Mac settings vs Windows GPO comparison sheet

catfeetstop
Contributor II

Hey all,

I need some suggestions. My managers have asked me to compose a list of the settings we set on the Macs compared to the Windows GPO we have set. I'm struggling to figure out the best way to write this up. I can't really find a way in the JSS to export of list of all the settings in an easy to read format. I know I can create some sort of list in the JSS Summary but that doesn't really give me the detail they want. I need a list of all the settings that are being set in each configuration profile and any policies with settings applied.

Has anyone else had to do something like this? Any ideas?

Jamie

2 ACCEPTED SOLUTIONS

mm2270
Legendary Contributor II

System Information.app lists out MCX (called "Managed Client") settings in a nice Name and Value column format. It also lists Config profiles. The MCX settings are easier to read through that method, but either may work, and MCX may not be an option for you if you aren't using those.

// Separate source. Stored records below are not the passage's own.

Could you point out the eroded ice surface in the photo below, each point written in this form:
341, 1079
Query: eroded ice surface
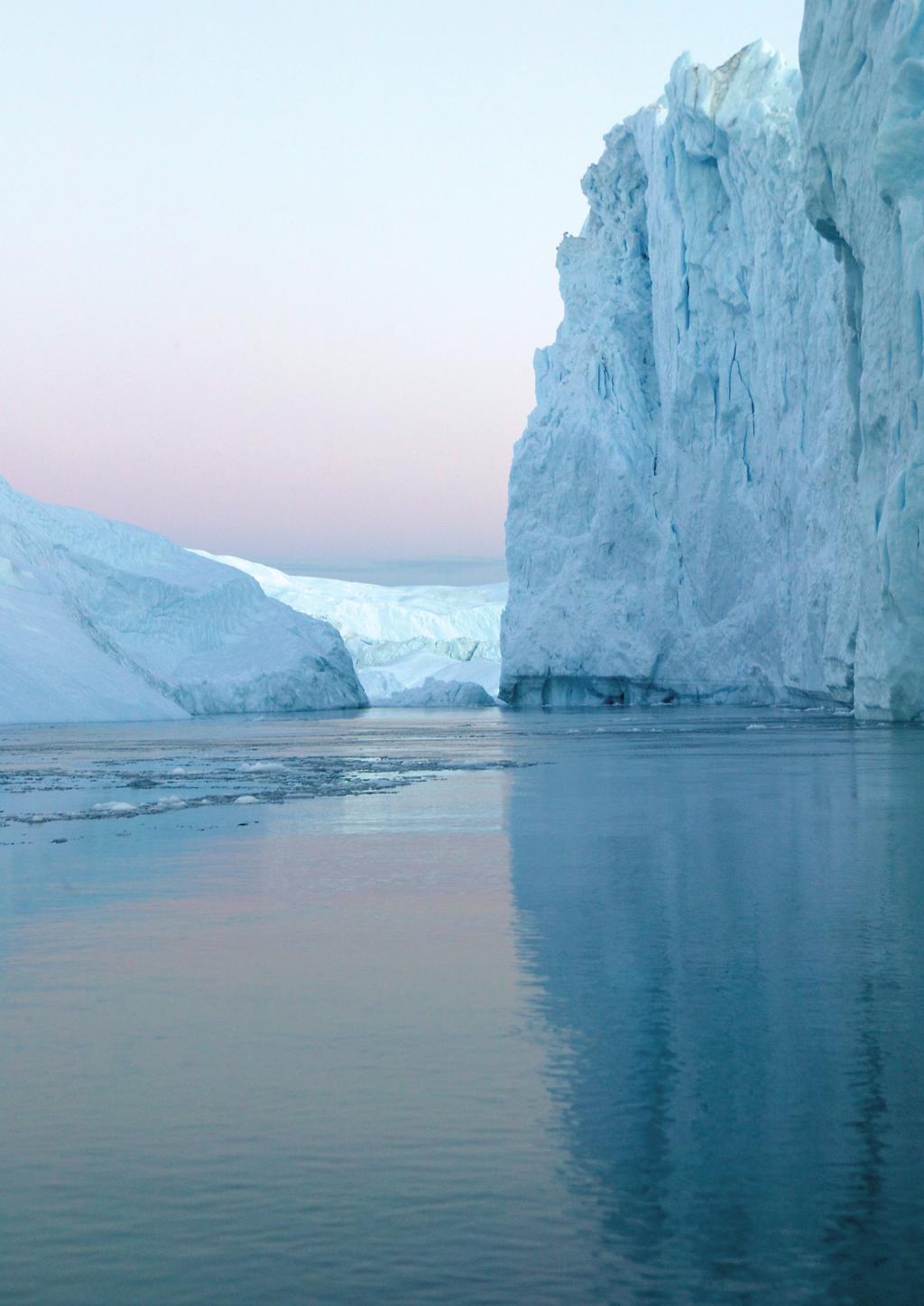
101, 621
414, 645
718, 494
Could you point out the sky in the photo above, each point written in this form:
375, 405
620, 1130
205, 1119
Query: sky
274, 272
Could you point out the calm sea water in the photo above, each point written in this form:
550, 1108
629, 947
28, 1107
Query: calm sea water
636, 1019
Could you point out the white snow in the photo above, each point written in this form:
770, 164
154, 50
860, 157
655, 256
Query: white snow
106, 622
719, 493
414, 645
863, 127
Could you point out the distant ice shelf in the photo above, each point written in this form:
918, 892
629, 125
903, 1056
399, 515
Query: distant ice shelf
106, 622
414, 645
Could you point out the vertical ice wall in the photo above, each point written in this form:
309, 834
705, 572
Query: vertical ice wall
690, 505
863, 129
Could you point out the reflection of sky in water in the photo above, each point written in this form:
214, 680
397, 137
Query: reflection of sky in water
636, 1023
728, 940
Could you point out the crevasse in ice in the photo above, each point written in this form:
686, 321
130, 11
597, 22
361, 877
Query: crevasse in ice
716, 494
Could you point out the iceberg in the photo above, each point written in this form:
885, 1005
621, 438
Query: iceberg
107, 622
718, 494
414, 645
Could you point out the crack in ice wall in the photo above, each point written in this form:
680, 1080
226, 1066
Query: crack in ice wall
705, 500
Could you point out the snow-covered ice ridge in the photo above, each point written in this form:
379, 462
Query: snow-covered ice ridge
719, 493
414, 645
106, 622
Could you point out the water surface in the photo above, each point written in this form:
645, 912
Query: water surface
464, 1008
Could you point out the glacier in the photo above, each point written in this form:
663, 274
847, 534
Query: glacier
716, 496
107, 622
412, 645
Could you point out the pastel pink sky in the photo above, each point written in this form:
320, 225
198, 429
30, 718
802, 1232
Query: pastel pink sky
274, 274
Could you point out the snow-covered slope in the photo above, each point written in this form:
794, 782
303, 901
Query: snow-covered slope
99, 621
686, 517
414, 645
863, 127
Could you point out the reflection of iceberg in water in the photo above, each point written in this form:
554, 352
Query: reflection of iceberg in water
725, 937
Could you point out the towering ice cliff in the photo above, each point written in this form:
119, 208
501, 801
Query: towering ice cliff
863, 129
99, 621
696, 507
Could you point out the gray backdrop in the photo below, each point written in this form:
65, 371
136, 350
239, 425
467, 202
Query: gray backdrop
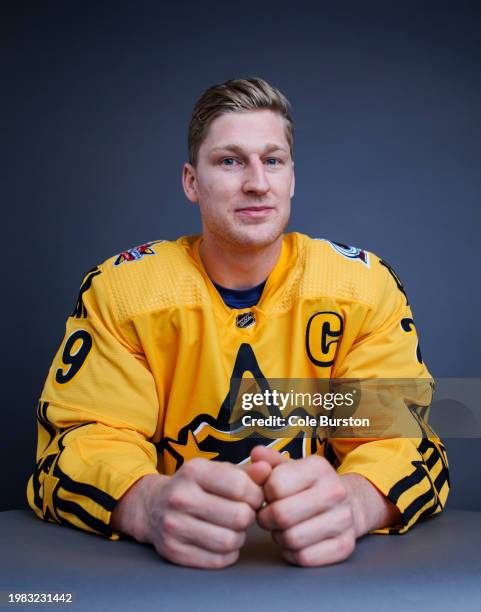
386, 100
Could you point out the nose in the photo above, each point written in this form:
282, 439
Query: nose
255, 178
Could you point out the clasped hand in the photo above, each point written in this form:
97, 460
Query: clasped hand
199, 516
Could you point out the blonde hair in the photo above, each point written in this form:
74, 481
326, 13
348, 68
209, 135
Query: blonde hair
234, 96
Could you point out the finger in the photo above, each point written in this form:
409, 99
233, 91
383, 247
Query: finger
321, 527
311, 502
294, 476
224, 479
332, 550
201, 534
272, 456
215, 509
317, 499
259, 471
193, 556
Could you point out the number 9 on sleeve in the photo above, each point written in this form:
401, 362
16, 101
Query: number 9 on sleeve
75, 352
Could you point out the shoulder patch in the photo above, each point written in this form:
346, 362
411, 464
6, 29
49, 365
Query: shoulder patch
136, 253
350, 252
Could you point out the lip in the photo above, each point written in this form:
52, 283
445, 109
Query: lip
254, 212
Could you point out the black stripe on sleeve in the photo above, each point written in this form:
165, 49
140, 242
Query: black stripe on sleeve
407, 482
79, 488
75, 509
417, 504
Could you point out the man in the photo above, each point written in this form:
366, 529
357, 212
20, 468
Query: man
135, 420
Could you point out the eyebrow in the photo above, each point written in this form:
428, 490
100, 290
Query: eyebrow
237, 148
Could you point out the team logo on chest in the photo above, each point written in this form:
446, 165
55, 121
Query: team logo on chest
247, 319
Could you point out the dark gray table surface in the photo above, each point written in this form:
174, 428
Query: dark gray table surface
436, 566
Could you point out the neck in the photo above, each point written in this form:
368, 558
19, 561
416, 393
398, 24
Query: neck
239, 268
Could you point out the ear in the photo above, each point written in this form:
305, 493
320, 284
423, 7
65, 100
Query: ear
293, 183
189, 182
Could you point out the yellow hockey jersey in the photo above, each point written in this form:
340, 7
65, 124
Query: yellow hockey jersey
151, 353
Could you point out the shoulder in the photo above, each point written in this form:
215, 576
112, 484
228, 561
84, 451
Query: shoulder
148, 277
345, 272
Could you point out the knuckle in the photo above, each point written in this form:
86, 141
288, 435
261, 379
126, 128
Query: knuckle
230, 541
169, 549
279, 517
243, 516
290, 539
169, 523
338, 493
276, 486
191, 468
344, 518
240, 486
303, 557
346, 545
178, 500
219, 561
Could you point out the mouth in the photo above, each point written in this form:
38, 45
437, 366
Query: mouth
254, 212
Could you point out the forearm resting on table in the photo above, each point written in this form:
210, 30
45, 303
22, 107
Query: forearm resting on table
371, 509
131, 514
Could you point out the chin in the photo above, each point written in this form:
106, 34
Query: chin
257, 236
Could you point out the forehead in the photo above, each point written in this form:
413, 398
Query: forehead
248, 129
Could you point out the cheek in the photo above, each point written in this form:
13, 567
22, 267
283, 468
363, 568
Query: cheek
215, 188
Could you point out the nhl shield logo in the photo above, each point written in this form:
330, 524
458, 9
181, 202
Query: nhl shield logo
247, 319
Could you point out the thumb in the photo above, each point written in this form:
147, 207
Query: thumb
269, 455
259, 471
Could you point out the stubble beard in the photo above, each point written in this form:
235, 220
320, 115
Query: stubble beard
242, 235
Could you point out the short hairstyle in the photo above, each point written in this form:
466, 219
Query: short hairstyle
234, 96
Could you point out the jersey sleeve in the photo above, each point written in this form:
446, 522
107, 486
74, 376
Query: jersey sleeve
411, 472
96, 414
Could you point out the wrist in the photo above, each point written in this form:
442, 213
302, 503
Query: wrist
132, 513
371, 509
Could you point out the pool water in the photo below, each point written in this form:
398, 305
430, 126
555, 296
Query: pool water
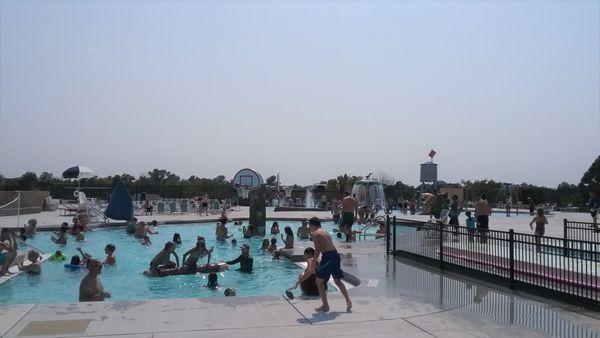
126, 281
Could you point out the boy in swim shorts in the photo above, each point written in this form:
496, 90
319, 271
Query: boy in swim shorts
329, 266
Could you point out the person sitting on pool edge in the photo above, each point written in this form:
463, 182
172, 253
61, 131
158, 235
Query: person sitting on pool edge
307, 279
246, 261
91, 288
162, 260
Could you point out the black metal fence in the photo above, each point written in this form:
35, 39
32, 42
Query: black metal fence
566, 269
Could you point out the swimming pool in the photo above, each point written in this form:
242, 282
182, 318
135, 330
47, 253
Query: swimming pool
126, 281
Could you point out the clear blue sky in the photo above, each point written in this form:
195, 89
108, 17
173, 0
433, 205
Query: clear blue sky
502, 90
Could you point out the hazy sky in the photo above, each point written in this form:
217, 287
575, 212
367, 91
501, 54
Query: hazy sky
502, 90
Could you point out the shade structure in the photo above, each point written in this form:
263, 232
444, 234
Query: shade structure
120, 206
78, 172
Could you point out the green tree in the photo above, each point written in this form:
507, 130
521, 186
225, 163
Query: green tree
590, 180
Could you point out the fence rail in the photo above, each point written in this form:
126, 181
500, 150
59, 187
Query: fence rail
562, 268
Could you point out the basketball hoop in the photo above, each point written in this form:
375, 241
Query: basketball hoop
243, 192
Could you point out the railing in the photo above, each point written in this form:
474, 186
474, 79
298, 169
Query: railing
556, 267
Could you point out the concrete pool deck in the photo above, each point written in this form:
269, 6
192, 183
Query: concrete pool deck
395, 298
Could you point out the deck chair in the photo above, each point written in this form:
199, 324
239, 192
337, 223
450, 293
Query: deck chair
161, 207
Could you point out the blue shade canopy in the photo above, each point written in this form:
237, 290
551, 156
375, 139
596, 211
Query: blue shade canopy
120, 206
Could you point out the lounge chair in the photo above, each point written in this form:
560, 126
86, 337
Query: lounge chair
161, 207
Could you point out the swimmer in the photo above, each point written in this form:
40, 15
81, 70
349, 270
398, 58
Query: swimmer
246, 261
191, 257
61, 236
212, 281
273, 245
307, 279
265, 245
289, 239
177, 239
85, 257
109, 250
131, 226
277, 255
221, 232
31, 227
91, 288
57, 257
275, 228
79, 237
329, 265
34, 267
303, 231
247, 232
162, 260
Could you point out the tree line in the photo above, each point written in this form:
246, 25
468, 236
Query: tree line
169, 185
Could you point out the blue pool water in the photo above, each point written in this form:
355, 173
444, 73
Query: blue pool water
126, 280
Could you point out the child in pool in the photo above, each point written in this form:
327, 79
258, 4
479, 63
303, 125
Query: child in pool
34, 268
109, 250
273, 245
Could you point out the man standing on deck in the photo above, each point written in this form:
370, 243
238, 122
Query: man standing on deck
483, 212
329, 264
349, 210
594, 204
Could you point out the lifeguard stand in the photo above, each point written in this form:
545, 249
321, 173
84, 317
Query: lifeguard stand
428, 173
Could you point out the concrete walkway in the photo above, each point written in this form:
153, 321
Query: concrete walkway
394, 299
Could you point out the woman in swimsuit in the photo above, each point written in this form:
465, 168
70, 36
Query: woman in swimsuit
289, 239
191, 257
162, 260
204, 205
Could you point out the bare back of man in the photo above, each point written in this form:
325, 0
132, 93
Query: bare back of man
349, 204
329, 264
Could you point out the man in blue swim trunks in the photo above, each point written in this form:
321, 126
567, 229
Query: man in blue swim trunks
329, 266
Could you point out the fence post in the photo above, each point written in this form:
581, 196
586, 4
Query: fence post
441, 246
387, 234
394, 236
565, 239
511, 253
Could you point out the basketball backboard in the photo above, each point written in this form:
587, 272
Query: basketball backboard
247, 179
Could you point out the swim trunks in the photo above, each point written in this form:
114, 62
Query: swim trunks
330, 266
347, 219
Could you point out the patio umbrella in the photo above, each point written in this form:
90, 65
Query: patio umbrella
78, 172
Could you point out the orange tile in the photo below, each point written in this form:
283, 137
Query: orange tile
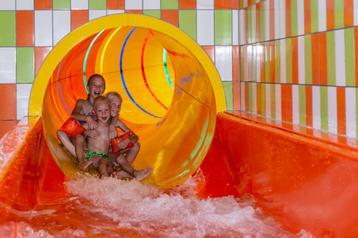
78, 18
43, 4
223, 4
6, 126
25, 28
8, 101
171, 16
209, 49
134, 11
187, 4
115, 4
40, 55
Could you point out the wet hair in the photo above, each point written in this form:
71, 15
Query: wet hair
93, 76
114, 94
100, 99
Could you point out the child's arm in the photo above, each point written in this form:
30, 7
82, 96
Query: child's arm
76, 113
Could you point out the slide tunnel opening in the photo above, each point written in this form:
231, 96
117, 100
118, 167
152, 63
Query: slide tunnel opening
171, 91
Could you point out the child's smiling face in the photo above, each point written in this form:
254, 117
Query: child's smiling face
115, 104
96, 87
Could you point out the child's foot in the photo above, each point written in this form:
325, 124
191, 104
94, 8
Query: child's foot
84, 165
122, 175
142, 174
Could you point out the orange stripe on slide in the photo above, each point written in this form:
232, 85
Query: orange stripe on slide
307, 16
315, 58
341, 110
309, 106
235, 75
288, 18
356, 53
348, 12
330, 14
295, 60
272, 19
286, 103
272, 62
322, 58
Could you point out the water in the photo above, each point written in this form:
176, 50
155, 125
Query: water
113, 208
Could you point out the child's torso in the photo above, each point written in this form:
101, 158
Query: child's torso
101, 141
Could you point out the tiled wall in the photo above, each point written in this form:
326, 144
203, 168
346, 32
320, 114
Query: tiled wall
299, 63
31, 28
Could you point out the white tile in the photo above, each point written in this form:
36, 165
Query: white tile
301, 60
322, 16
340, 58
355, 6
7, 65
295, 105
22, 100
205, 21
253, 25
316, 107
282, 17
242, 22
268, 100
7, 4
243, 97
111, 12
24, 4
79, 4
267, 12
133, 4
332, 110
223, 62
93, 14
205, 4
61, 25
278, 102
43, 28
300, 17
277, 19
351, 112
235, 27
151, 4
283, 60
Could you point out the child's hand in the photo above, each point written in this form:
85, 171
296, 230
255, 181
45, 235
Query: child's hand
92, 124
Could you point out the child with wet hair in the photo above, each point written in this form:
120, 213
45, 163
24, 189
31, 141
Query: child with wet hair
71, 132
125, 147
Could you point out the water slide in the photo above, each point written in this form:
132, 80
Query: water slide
174, 101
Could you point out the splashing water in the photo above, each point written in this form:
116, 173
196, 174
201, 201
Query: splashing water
175, 213
131, 209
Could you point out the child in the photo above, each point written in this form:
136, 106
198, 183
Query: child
125, 146
70, 133
99, 142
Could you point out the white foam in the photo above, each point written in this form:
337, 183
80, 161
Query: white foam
175, 213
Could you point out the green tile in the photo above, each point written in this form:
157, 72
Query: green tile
61, 4
223, 27
228, 94
24, 64
8, 30
187, 22
153, 13
169, 4
97, 4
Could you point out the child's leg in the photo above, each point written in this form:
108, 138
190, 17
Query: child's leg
127, 167
103, 167
132, 153
65, 140
80, 154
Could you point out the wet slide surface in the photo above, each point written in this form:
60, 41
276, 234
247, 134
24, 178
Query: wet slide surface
37, 199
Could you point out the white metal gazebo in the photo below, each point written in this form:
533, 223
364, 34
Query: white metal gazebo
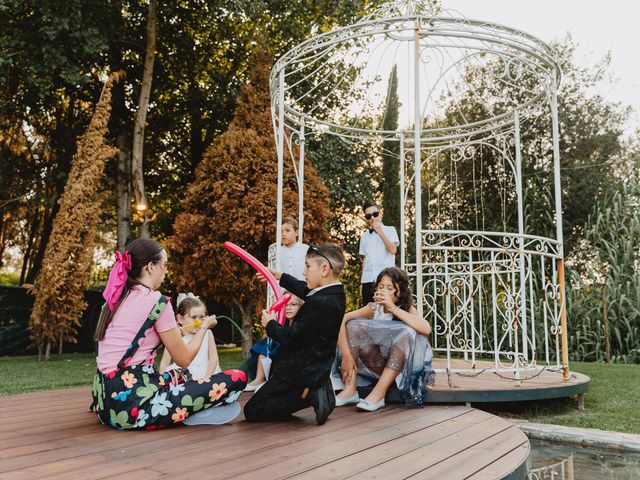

You can export the Managed Client section or Profiles section out to a text file from Terminal that you can read through later. For example:

system_profiler SPManagedClientDataType > ~/Desktop/MCX.txt

Or export to an xml file

system_profiler -xml SPManagedClientDataType > ~/Desktop/MCX.xml

Same would work for exporting Profiles.

View solution in original post

Look
Valued Contributor III

In our environment at least I can't see MCX providing nearly enough information to match what is in AD GPO.
It would be a combination of the following for us.

Policies
Managed Preferences
Configuration Profiles
First run scripts on the images
Last run scripts from Deploy Studio

...and probably a bunch of other stuff I have missed.
Then of course there is the fact that probably 3/4 of the Windows GPO's are either irrelevant or don't have an equivalent process on OSX platform, this would be the first port of call for me, to eliminate the ones that simply aren't relevant to the OSX platform.
I don't envy you my friend.

View solution in original post

4 REPLIES 4

Not applicable

What if you instead used example machines, say from each relevant group, and then from their inventory records went to the management tab and copied out everything from 'Policies with this computer in the Scope?'

mm2270
Legendary Contributor II

System Information.app lists out MCX (called "Managed Client") settings in a nice Name and Value column format. It also lists Config profiles. The MCX settings are easier to read through that method, but either may work, and MCX may not be an option for you if you aren't using those.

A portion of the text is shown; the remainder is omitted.